Einseitige Änderung von Flugzeiten

Wilfried Pecka, 31.08.2015

Ein großes österreichisches Flugunternehmen verwendete in seinen Buchungsbestätigungen regelmäßig die Formulierung "Änderungen der Transportzeiten bleiben ausdrücklich vorbehalten. Alle Angaben vorbehaltlich Änderungen". Dadurch kam es immer wieder zu Beschwerden von Fluggästen, die etwa für ihre Urlaubsreise einen komfortablen Tagesflug gebucht hatten, der dann später einseitig vom Flugunternehmen in einen weitaus unkomfortableren Nachtflug abgeändert wurde. Speziell Reisende mit Kindern litten unter dieser Praxis, weil Kinder einen gewohnten Tagesablauf benötigen. Gegen diese Praxis brachte der Verein für Konsumenteninformation Klage ein. 

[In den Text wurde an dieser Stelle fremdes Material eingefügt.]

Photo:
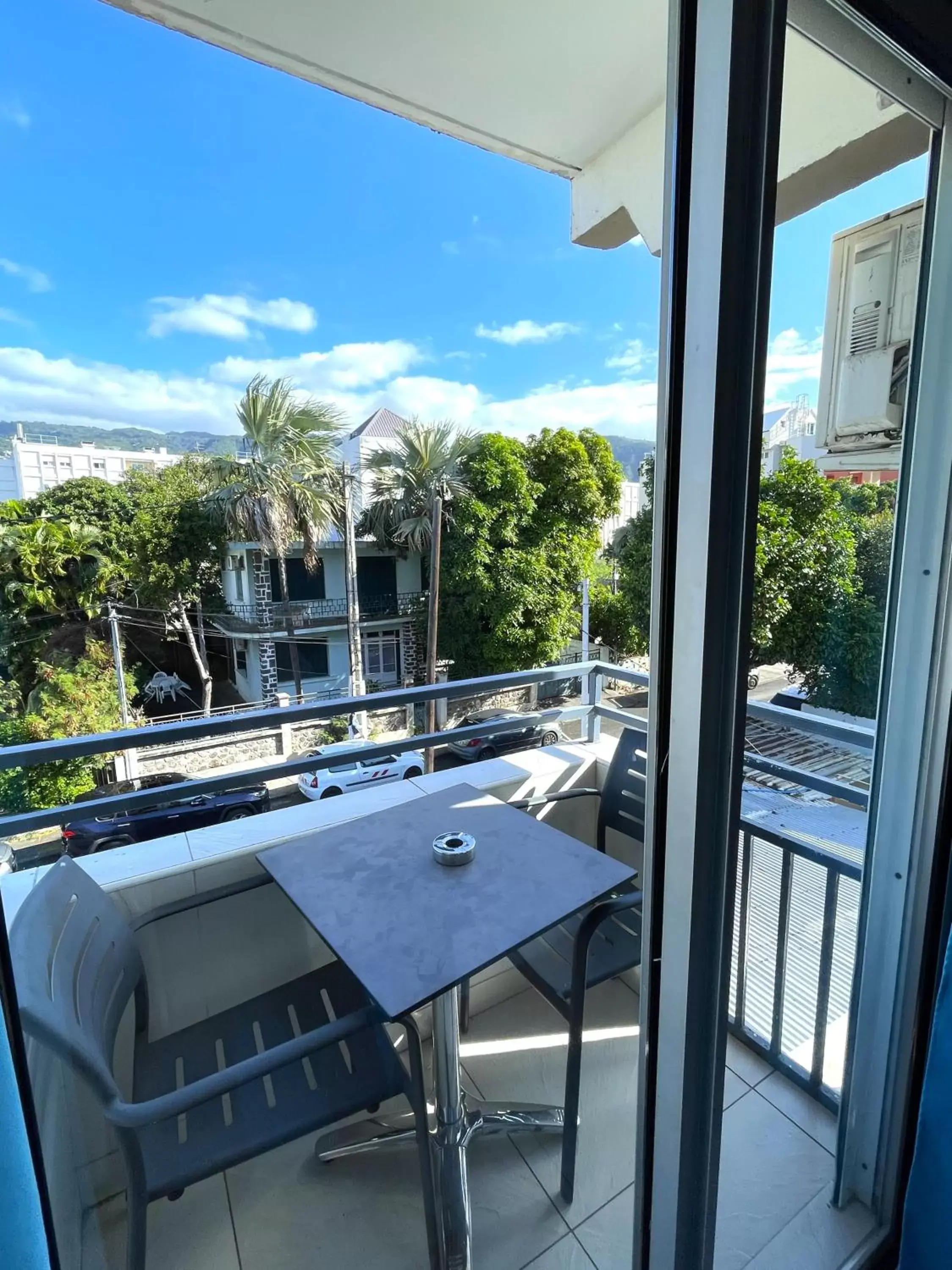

Im Laufe des Gerichtsverfahren vor dem Handelsgericht Wien (57 Cg 39/14g) tauchte die Frage auf, ob Buchungsbestätigungen eines Flugunternehmens den Charakter von allgemeinen Geschäftsbedingungen haben können, und ob ein darauf gesetzter Änderungsvorbehalt überhaupt Vertragsinhalt werden kann. Das Gericht verneinte diese Frage. Der Beförderungsvertrag wurde ja schon vor dem Versenden der Buchungsbestätigung abgeschlossen, und für dessen genauen Inhalt kommen neben dem Reisewunsch des Fluggastes und dem Flugpreis auch die allgemeinen Geschäftsbedingungen (AGB) des Flugunternehmens zur Anwendung. Durch eine nach dem Vertragsabschluss übermittelte Buchungsbestätigung kann ein Beförderungsvertrag gar nicht mehr abgeändert werden, indem er nachträglich mit einem Änderungsvorbehalt versehen wird. Also sah man sich auch die allgemeinen Geschäftsbedingungen des Flugunternehmens genauer an, in denen sich die folgende Vertragsklausel fand: "Die in Flugplänen angegebenen Zeiten können sich zwischen dem Datum der Publikation und dem Datum Ihrer Reise ändern. Wir können sie Ihnen daher nicht garantieren und sie stellen auch nicht einen Teil des Vertrages mit uns dar. Bevor wir Ihre Buchung akzeptieren, werden wir Sie über die vorgesehenen Flugzeiten informieren; diese sind auch auf Ihrem Ticket angegeben. Es ist möglich, dass wir die Flugzeiten in der Folge ändern müssen, sofern Sie uns Kontaktdaten zur Verfügung stellen, werden wir Sie über derartige Änderungen informieren.“

Gemäß § 6 Abs 2 Z 3 Konsumentenschutzgesetz (KSchG) muss eine Vertragsbestimmung, nach der "der Unternehmer eine von ihm zu erbringende Leistung einseitig ändern oder von ihr abweichen kann [...]" beim Vertragsabschluss im Einzelnen ausgehandelt werden. Davon ausgenommen wären nur geringfügige und sachlich gerechtfertigte Änderungen. "Im Einzelnen ausgehandelt" wären Vertragsbestimmungen allerdings nur dann, "wenn sie zwischen den Vertragspartnern im Hinblick auf ein konkretes Rechtsgeschäft individuellerörtert und nach Abwägung ihrer wirtschaftlichen und rechtlichen Folgen schließlich bewusst vereinbart worden ist", was durch die Verwendung von allgemeinen Geschäftsbedingungen (die sich Kunden sehr oft nicht so genau durchlesen) keineswegs der Fall war. Und auch der Änderungsvorbehalt war keinesfalls geringfügig: Durch diese Klausel behielt sich das Flugunternehmen das Recht vor, Flugzeiten völlig nach Belieben auch um viele Stunden nach vorne oder nach hinten zu verlegen. In dieser Uferlosigkeit erkannte das Gericht auch eine gröbliche Benachteiligung der Konsumenten. 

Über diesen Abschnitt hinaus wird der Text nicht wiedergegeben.